Leading companies are applying machine learning and other digital tools to improve demand forecasting, inventory management, production scheduling, early detection of supply chain disruptions, and a host of other critical elements. They’re also using factory automation to bend the cost curve and increase resilience. Over the past several years, effective deployment of these technologies—in combination with rising geopolitical uncertainty and the rising costs of shipping and overseas labor—has completely restructured the calculus for many companies’ global manufacturing and supply chain footprints.
One tech company is shifting some of its production out of Asia to help protect itself from supply disruptions. Such moves would’ve been cost prohibitive in the past, but increased automation on the factory floor will allow it to make products in the new location at roughly the same cost. And by locating some production closer to more of its customers, the company will also reap the benefits of better responsiveness, flexibility, and sustainability.

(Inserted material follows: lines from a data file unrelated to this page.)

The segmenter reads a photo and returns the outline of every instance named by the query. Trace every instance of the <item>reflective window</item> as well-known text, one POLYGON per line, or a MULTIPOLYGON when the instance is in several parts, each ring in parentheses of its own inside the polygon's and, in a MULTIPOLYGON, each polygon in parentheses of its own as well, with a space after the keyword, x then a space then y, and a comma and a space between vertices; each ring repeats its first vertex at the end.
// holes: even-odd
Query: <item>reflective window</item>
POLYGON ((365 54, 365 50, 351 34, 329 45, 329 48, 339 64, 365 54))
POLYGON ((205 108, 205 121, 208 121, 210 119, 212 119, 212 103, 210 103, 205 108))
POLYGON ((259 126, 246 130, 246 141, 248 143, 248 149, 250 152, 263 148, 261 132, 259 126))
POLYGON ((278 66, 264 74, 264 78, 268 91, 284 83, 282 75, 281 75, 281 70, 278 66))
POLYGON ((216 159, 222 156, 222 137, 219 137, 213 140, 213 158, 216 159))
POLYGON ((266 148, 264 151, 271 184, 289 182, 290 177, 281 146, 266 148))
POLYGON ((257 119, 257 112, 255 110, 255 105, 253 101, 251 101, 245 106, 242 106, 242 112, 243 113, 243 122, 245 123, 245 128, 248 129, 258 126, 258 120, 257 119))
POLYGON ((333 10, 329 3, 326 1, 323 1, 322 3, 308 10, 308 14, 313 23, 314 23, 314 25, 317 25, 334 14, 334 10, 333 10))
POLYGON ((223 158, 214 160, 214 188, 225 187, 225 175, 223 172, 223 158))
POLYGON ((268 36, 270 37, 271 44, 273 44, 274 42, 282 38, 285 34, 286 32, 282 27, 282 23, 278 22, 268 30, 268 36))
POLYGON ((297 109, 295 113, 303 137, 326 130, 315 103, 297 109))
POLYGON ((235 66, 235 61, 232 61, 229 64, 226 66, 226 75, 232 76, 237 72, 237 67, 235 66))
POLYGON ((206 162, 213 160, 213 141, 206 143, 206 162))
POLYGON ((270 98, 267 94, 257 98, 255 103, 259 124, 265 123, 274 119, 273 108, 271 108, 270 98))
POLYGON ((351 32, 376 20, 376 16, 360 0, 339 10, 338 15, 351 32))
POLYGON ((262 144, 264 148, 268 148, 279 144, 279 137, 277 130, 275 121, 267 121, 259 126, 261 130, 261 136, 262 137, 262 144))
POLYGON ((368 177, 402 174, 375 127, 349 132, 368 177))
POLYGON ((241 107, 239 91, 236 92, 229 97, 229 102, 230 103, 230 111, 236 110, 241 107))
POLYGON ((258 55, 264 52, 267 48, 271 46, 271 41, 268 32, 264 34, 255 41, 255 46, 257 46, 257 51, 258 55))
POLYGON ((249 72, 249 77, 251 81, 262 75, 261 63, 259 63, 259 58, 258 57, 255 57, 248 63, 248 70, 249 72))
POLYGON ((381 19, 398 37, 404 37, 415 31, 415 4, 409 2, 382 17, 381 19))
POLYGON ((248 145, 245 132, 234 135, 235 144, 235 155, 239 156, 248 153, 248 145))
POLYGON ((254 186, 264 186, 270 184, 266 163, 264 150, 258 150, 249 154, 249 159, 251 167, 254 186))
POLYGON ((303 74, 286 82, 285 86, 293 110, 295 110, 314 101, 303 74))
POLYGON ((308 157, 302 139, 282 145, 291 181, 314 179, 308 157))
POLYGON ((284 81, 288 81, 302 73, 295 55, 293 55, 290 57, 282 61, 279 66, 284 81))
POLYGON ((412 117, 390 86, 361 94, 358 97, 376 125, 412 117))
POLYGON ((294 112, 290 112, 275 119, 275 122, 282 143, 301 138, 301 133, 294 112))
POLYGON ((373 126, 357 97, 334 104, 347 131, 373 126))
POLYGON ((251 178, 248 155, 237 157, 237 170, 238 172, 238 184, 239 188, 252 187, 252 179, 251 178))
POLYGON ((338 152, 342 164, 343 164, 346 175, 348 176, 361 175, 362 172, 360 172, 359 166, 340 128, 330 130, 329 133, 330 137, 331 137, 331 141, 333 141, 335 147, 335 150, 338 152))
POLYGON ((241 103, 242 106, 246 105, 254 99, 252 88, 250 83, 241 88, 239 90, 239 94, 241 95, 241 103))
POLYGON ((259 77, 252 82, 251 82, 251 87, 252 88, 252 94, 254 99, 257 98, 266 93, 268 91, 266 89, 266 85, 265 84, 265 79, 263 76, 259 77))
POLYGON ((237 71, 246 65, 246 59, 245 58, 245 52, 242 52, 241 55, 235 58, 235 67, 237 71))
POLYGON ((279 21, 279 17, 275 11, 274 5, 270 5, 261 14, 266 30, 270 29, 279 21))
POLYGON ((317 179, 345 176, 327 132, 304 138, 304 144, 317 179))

Revamping the operating model to embrace the new supply chain balance. As companies change what they expect from their supply chains, it’s critical to revise how they measure and incentivize success. Efficiency gains and cost reduction have been paramount for so long that switching to a more balanced scorecard won’t be simple or happen overnight. But leading companies recognize that it’s foundational to making the new model work. The most successful companies also adjust their supply chain governance and planning and monitoring processes to rigorously track progress toward resilience, sustainability, and responsiveness goals and to improve collaboration and data sharing with partners up and down the supply chain. Putting this infrastructure in place will help make it easier for everyone, from the C-suite to the shop floor, to shed the legacy supply chain mindset and embrace the new approach.
The bottom line is this isn’t just an overhaul of the supply chain; it’s a companywide transformation and a multiyear journey. The emerging leaders are acting as quickly as they can to remake their supply chain’s vulnerabilities into virtues so that they not only get ahead of the next global supply chain crisis but also accelerate past their competitors.